Father Asbed’s sparkling eyes also showed a touch of deep sadness as he was narrating his American experiences. He knew very well that if the number of attendees was going up everywhere he was assigned, it was because of the character he embodies, rather than because of his God. He was sad, too, to see what kind of life his fellow Armenian nationals were living across the Atlantic: the young generation of the diaspora, the third one, has no faith; they are exactly as spoiled as a lot of the other Americans; have seen and heard everything, and do not consider that they can learn anything from older folks such as himself. Father Asbed also didn’t obey to the local oligarchies, but their existence did not make him happy. He was and is only trying, under all circumstances, to help as many of his Armenian compatriots as possible to find the right track again.

“Here, eat” he was telling me now and then, handing over peeled quarters of apple. “Those are good ones, brought to me by pilgrims from Yerevan. Not spoiled by hail, like those I get from the people here.” “Here, apples for you, Father Asbed”, they say. Sure!…” He told us how his neighbours, who, as soon as he leaves the presbytery, come to his side of the fence to pick up the fallen walnuts. And then, if by any chance they end up having too many, they offer him the damaged ones with a big smile. He explained how the villagers invite him to their feast table, and start eating before he could even bless the table, how he always has to remind them of their religious duties. How, when they introduce him to someone, they say “This is Father Asbed, a good mate, he drinks and eats well with us!”. “That’s all they have to say about me?” he took offense. “Nothing else? Nothing about my sermons? If all I wanted was to drink, I wouldn’t need to go to their home and share their table, I have plenty of wine bottles at home! I have been told how the ceremonies here used to be performed before me: ten minutes for a baby to be baptised, fifteen for a wedding. That’s not correct! I, for sure, take the time required for it to be significant, to mean something”. One could tell that the direction  people’s hearts are taking in this world made him profoundly sad.

We walked back with him to the monastery to at last have a look at the extraordinary khachkar and at the buildings. He opened the bell tower for us, let us climb to the top on the very high stone steps. There was no parapet. I expressed my concerns and he shouted at me, laughing “Don’t be scared, just be careful. Don’t worry… be happy!” he added. This priest was indeed full of surprises. He proved extremely agile and fit, running down the giant steps. He climbs up and down at least once a day, to ring the bell announcing the evening service, at five o’clock. I asked if he had a lot of believers these days. “No! Most of the time, no one comes.
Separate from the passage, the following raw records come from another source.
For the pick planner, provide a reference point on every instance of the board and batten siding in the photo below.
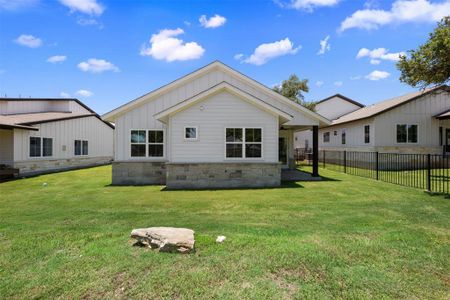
(420, 112)
(142, 117)
(354, 133)
(6, 147)
(211, 117)
(64, 133)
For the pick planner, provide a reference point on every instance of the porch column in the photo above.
(315, 151)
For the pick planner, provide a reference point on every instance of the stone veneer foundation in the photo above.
(222, 175)
(40, 166)
(138, 173)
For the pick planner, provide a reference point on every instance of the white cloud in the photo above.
(165, 46)
(324, 46)
(16, 4)
(265, 52)
(97, 66)
(28, 40)
(378, 54)
(84, 93)
(308, 5)
(57, 58)
(377, 75)
(213, 22)
(90, 7)
(402, 11)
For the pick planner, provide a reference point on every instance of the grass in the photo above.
(349, 237)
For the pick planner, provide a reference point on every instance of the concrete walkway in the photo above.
(296, 175)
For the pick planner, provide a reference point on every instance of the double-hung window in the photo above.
(407, 133)
(41, 147)
(147, 143)
(155, 143)
(243, 142)
(81, 147)
(367, 134)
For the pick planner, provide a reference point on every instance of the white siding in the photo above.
(64, 133)
(6, 147)
(219, 111)
(335, 108)
(420, 112)
(354, 135)
(142, 117)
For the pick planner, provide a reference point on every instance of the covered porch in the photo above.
(286, 148)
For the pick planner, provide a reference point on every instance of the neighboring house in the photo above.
(331, 108)
(42, 135)
(212, 128)
(418, 122)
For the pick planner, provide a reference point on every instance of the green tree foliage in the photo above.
(292, 88)
(430, 63)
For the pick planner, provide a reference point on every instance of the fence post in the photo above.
(345, 161)
(377, 163)
(429, 172)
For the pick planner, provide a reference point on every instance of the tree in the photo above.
(292, 88)
(430, 63)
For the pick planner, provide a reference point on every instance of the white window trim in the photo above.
(329, 137)
(406, 143)
(41, 157)
(243, 158)
(146, 157)
(80, 148)
(191, 139)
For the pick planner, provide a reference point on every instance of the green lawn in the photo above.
(348, 237)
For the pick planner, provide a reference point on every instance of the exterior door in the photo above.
(282, 152)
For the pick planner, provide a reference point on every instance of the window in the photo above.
(155, 143)
(367, 134)
(84, 150)
(190, 133)
(35, 146)
(243, 142)
(138, 143)
(407, 133)
(81, 147)
(41, 147)
(47, 147)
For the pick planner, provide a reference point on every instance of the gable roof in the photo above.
(197, 73)
(343, 98)
(384, 106)
(223, 86)
(26, 120)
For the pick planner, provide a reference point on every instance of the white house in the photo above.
(214, 127)
(331, 108)
(42, 135)
(418, 122)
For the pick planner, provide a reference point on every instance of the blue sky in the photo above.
(103, 53)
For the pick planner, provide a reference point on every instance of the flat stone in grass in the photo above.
(165, 239)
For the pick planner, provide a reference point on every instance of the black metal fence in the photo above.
(424, 171)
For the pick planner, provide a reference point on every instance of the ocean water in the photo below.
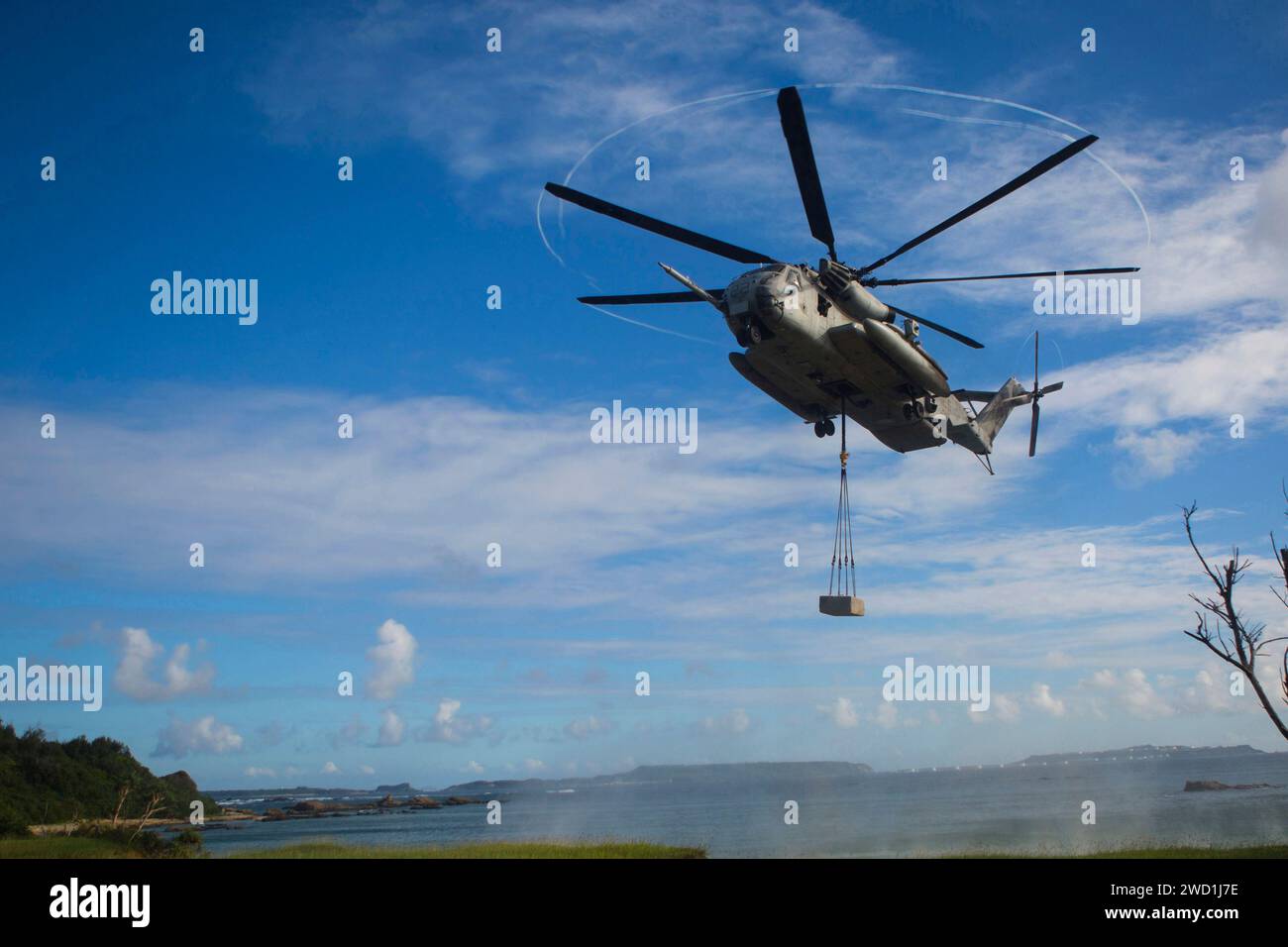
(1033, 808)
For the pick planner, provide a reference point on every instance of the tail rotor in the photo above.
(1035, 395)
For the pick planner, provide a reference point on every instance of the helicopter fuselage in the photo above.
(807, 348)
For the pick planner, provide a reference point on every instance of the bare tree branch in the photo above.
(1219, 615)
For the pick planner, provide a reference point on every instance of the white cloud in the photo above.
(841, 711)
(140, 655)
(588, 727)
(393, 660)
(888, 715)
(201, 736)
(452, 727)
(1043, 699)
(737, 720)
(391, 728)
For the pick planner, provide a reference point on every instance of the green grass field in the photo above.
(64, 847)
(73, 847)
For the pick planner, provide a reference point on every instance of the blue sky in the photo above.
(472, 424)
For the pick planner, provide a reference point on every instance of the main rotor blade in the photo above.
(1016, 184)
(791, 114)
(999, 275)
(945, 330)
(648, 298)
(660, 227)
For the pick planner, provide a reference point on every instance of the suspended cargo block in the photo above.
(841, 605)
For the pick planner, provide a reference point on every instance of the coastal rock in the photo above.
(1214, 785)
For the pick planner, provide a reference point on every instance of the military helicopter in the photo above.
(820, 344)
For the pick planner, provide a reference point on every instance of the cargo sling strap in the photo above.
(841, 574)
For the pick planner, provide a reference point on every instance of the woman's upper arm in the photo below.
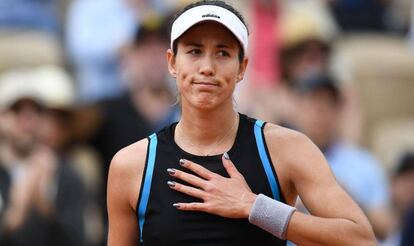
(124, 182)
(313, 180)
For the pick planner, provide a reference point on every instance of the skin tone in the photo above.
(207, 69)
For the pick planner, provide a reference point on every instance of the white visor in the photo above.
(210, 13)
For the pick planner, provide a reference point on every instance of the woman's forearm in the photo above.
(306, 229)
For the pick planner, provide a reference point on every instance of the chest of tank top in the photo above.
(162, 224)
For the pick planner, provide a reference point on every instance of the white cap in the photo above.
(210, 13)
(16, 85)
(48, 85)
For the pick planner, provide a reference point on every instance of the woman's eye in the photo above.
(223, 53)
(194, 52)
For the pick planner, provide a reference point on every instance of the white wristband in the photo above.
(271, 215)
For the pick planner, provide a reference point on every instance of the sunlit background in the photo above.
(81, 79)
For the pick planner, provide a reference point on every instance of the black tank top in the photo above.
(162, 224)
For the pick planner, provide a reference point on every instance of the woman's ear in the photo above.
(242, 69)
(171, 63)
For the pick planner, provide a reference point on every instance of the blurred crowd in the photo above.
(81, 79)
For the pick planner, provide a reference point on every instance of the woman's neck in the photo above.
(207, 133)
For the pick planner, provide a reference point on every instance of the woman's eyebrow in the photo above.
(193, 44)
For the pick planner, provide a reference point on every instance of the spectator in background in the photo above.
(355, 169)
(95, 32)
(306, 35)
(402, 188)
(30, 15)
(44, 204)
(146, 106)
(360, 15)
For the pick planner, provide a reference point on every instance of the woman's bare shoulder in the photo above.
(288, 145)
(131, 159)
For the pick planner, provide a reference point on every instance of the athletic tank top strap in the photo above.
(146, 182)
(265, 159)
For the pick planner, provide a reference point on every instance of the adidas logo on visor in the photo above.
(211, 14)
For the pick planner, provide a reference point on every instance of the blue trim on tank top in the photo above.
(147, 183)
(258, 133)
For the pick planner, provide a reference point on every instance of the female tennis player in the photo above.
(218, 177)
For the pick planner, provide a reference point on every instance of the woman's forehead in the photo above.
(209, 30)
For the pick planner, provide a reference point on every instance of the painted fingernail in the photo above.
(226, 156)
(171, 184)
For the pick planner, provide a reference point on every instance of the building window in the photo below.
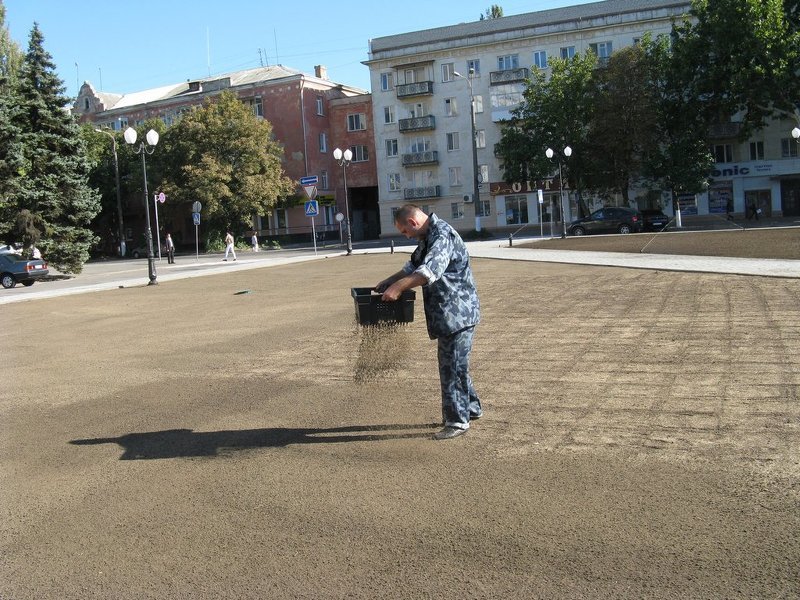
(452, 141)
(789, 148)
(360, 153)
(507, 96)
(602, 50)
(356, 122)
(447, 72)
(420, 145)
(568, 52)
(516, 210)
(416, 110)
(508, 61)
(256, 106)
(722, 153)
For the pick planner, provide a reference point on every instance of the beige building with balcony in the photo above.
(422, 83)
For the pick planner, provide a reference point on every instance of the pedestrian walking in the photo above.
(440, 265)
(229, 246)
(170, 246)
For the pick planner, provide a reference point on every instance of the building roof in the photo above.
(521, 25)
(207, 84)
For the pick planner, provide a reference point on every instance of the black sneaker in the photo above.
(449, 432)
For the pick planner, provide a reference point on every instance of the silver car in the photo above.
(16, 269)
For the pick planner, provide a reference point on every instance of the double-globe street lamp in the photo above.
(119, 197)
(551, 154)
(476, 187)
(344, 159)
(151, 141)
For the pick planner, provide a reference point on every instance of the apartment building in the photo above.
(423, 83)
(297, 105)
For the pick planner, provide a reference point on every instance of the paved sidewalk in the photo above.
(493, 249)
(664, 262)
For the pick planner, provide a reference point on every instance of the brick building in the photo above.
(302, 110)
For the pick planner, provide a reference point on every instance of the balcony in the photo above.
(428, 157)
(421, 88)
(431, 191)
(417, 123)
(508, 76)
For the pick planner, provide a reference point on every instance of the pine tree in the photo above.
(53, 170)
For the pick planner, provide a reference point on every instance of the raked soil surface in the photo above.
(640, 440)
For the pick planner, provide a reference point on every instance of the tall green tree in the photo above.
(51, 170)
(678, 158)
(622, 126)
(225, 157)
(10, 53)
(743, 59)
(555, 113)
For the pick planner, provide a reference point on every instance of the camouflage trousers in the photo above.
(459, 399)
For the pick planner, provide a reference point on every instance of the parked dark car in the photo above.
(654, 219)
(610, 219)
(16, 269)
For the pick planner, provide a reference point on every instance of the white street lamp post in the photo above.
(567, 153)
(344, 159)
(476, 183)
(151, 140)
(119, 197)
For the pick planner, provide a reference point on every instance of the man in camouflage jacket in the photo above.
(440, 264)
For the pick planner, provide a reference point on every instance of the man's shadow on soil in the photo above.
(185, 443)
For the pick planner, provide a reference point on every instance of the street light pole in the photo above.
(476, 183)
(344, 159)
(119, 196)
(567, 153)
(151, 140)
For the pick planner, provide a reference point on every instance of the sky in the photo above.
(122, 46)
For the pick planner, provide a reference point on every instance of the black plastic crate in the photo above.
(371, 310)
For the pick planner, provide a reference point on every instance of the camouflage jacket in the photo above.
(450, 298)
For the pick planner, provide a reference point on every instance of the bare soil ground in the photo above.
(742, 243)
(640, 440)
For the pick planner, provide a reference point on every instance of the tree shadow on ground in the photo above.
(185, 443)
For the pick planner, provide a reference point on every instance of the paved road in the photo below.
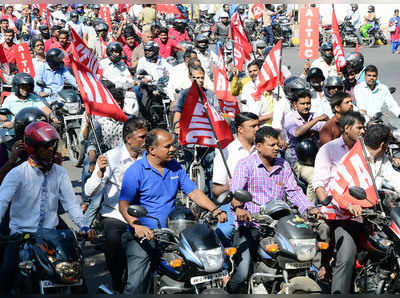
(389, 73)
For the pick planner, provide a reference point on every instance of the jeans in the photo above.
(346, 235)
(225, 230)
(269, 37)
(142, 261)
(8, 268)
(395, 46)
(95, 200)
(246, 241)
(114, 252)
(207, 161)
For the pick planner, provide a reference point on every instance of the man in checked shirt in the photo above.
(267, 178)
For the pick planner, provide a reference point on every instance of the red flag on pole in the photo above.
(84, 55)
(338, 52)
(268, 76)
(257, 10)
(352, 170)
(239, 35)
(221, 82)
(195, 128)
(96, 98)
(24, 58)
(104, 14)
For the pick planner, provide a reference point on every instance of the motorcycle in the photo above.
(349, 37)
(155, 103)
(286, 251)
(67, 106)
(49, 262)
(192, 256)
(378, 265)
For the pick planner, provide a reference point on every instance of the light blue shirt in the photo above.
(372, 101)
(54, 79)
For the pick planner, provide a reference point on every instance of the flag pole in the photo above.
(370, 170)
(94, 133)
(203, 100)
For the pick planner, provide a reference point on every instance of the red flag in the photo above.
(96, 98)
(352, 170)
(137, 30)
(24, 58)
(83, 54)
(229, 108)
(338, 52)
(104, 14)
(268, 76)
(239, 56)
(309, 33)
(239, 35)
(221, 82)
(257, 10)
(195, 128)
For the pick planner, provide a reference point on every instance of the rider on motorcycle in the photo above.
(54, 74)
(355, 19)
(114, 69)
(34, 190)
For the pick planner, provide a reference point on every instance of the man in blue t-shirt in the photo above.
(153, 183)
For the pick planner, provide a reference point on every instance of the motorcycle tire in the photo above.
(74, 148)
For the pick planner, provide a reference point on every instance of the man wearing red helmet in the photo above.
(34, 190)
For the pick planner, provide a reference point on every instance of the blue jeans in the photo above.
(246, 241)
(95, 200)
(142, 260)
(225, 230)
(269, 38)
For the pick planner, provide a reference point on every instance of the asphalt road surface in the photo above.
(389, 74)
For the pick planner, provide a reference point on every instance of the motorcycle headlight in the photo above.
(212, 259)
(305, 249)
(68, 272)
(72, 107)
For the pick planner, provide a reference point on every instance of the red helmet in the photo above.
(38, 134)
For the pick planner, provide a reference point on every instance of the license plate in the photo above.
(298, 265)
(50, 284)
(210, 277)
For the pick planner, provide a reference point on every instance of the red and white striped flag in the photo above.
(96, 98)
(84, 55)
(268, 76)
(338, 52)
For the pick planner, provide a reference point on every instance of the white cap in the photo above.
(224, 14)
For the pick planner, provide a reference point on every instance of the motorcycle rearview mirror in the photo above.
(5, 112)
(243, 196)
(357, 192)
(41, 84)
(56, 105)
(224, 198)
(326, 201)
(137, 211)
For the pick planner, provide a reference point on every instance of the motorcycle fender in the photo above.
(301, 284)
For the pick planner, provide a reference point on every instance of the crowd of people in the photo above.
(287, 144)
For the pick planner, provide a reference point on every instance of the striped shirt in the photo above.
(251, 174)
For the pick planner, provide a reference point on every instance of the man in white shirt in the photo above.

Only a few tourists or pilgrims, in summertime.” Does he say the mass even if no one is there? “Of course I do! If only for myself. And to keep the rhythm!”

After visiting the monastery, absolutely beautiful in its breath-taking soft green and golden setting, on a plateau, high up in the mountains, we walked down to the valley and the main road, Father Asbed’s words echoing in our heads. In many ways, he reminded me of my great-uncle Jean, a catholic priest who also has many a story to tell, and an incredible insight about everything pertaining to man’s heart…

Next chapter : Abandoned

Artyom depicts his version of this episode here.

* a voiced consonant requires the use of the vocal chords strings (b], [d], [g] or [z] are of that kind), unlike the unvoiced consonants (for example, [p], [t], [k] or [s]).

** the one council that the Armenian clergy could not attend was the one of Ephesus; for the rest, the heart of the problem and origin of the schisms with the Georgian orthodox church comes from a misunderstanding around the notion of miaphysitism versus monophysitism, discussed at the council of Chalcedon (451) and at the second council of Dvin (553); I like Artyom’s story better, and I will let you look into those barbarian terms yourself if you are interested!